PHILIPSBURG--Prime Minister Silveria Jacobs delivered the keynote address at the Global Youth Summit on April 20, among others, at the EarthX 2022 Conference held in Dallas, Texas.
Jacobs’ keynote address focused on the importance of the next generation leadership and island leaders aligning efforts to achieve transformative global change. The address was in line with the United Nations Framework Convention on Climate Change (UNFCCC) established an international environmental treaty to combat “dangerous human interference with the climate system,” in part by stabilising greenhouse gas concentrations in the atmosphere. It was signed by 154 states at the United Nations Conference on Environment and Development (UNCED), informally known as the Earth Summit, held in Rio de Janeiro from June 1992.
The address was made to a number of conference stakeholders including YOUNGO, the official children and youth constituency of the UNFCCC. YOUNGO is a global network of children and youth activists (up to 35 years) as well as youth Non-Governmental Organisations (NGOs), who contribute to shaping the intergovernmental climate change policies and strive to empower youth to formally bring their voices to the UNFCCC processes.
In her keynote address, Jacobs thanked EarthX organisers and stakeholders for the invitation to address the meeting and pledged her continued support for youth agencies, underscoring the need to empower them and to facilitate their participation at the national level. “As SIDS (Small Island Development States), given our limited capacity, opportunities to engage with stakeholders, ensures that the best solution, and not custom, is the basis of the decisions taken to achieve our shared global mission as leaders: improving quality of life for our people,” Jacobs said in her address.

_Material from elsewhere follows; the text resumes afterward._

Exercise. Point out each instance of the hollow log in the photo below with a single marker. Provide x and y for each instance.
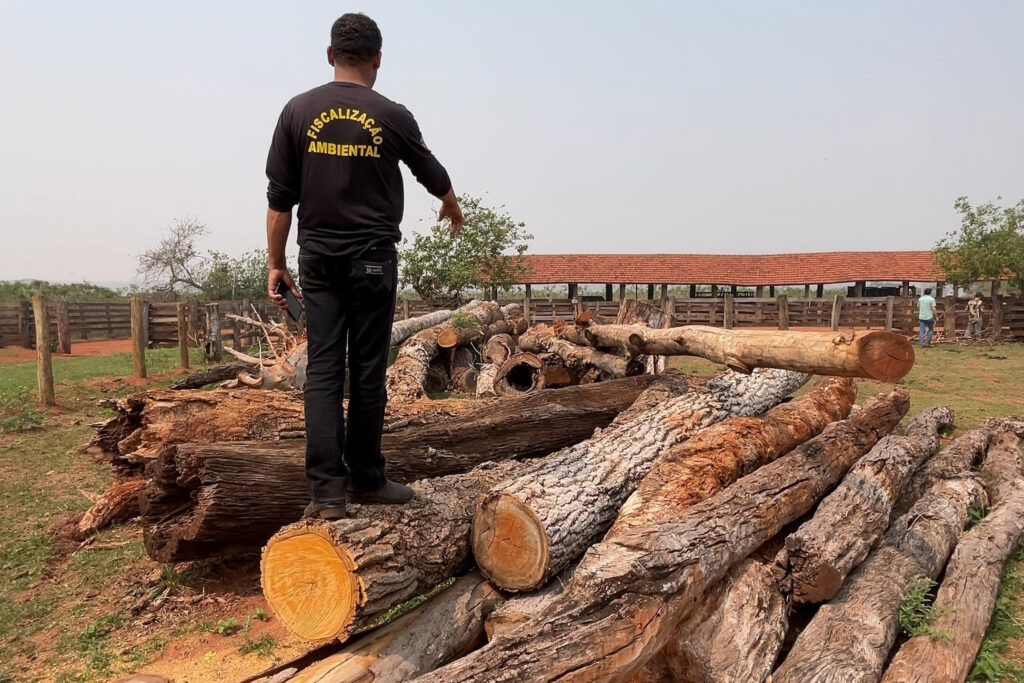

In 2009, the UNFCCC secretariat extended constituency status to admitted youth NGOs YOUNGO’s vision is to empower children and youth to take action and works to enhance their skills and capacity to drive the necessary and ambitious climate actions and policies at all levels towards a liveable climate just future.
YOUNGO representatives make official statements, provide technical and policy inputs to negotiations, and engage with decision-makers at the UN climate change conferences, and promote youth participation in climate change projects at local and national levels.
In the beginning of her address, Jacobs reflected: “I remember fondly growing up in the 1970s eating coal pot food. By this time, an eroding manner of daily food preparation, this custom was still practiced by older persons, who looked on with contempt at the new and modern electric stoves that began to fill many homes during this era.
“This custom involved a coal-filled cast-iron pot or skillet used to prepare traditional foods such as Johnny cakes, the fluffy golden-coloured circular shaped breads, that we ate with steamed fish, and conchies a corn-based banana-wrapped pie...just some of the many delicacies that peppered our pallets on the sun drenched and slow-paced life on the Caribbean Island of St. Maarten.
“Coal has been the historic and most prevalent energy source for many countries, powering our factories, moving our ships, or, as my recollection demonstrated, the means to nourish families. As my story also demonstrated, change is often hard as it accompanies a reflective, often existential review of one’s habits and the impact they may negatively have not only on ourselves but on our environment as well.
“The scientific community had begun to realise that despite its reliability and relative abundance, coal’s negative impact on the environment was concerning and its continued use, particularly in large industrial amounts, contributed to an increase in greenhouse gases. Despite the elders’ relative contempt for the “new,” it must be stated that their individual subsistence-based use of coal had a very negligible impact on global greenhouse gas. But, if we scale-up these individual points of views to a community, city, national, or even global level, we quickly see how custom or tradition, often combined with economic or financial limitations, makes bringing about change a challenge.
“As an educator by profession, I have long been captivated by the youth’s willingness to peel back the layers to examine, critique and question norms. This is their strength! Often unhindered by tradition and full of optimism, this willingness to dissect combined with fresh ideas means youth are often well-equipped to address the ever-changing and multidimensional issues that form our common agenda.”
Jacobs added that, “If I as an island leader only embraced the ideas and strategies of the older generation, I would be guided by ideas and strategies anachronistic and unable to address future needs, very much like the elder in my opening story who was unable to adopt to shifting energy infrastructures. If we as island leaders don’t facilitate the participation of the next generation, we will only undermine our development and limit our scope to bring about sustainable development and real change at the global level.
Jacobs said she liked how the St. Maarten Youth Parliament, among others, remains a stakeholder with which government consults. The work of YOUNGO, as a constituency of UNFCCC, is vital in bringing about policies that transform the structures necessary to meet the challenges of tomorrow. “I am encouraged by the great work that this organisation does and commend UNFCCC for recognising the important role that youth have in climate-related discussions.”
Jacobs said she was happy to engage with the youth at the summit and sees the opportunity for youth representatives of St. Maarten to be at EarthX 2023 as well as other international youth forums where the country will then have a voice.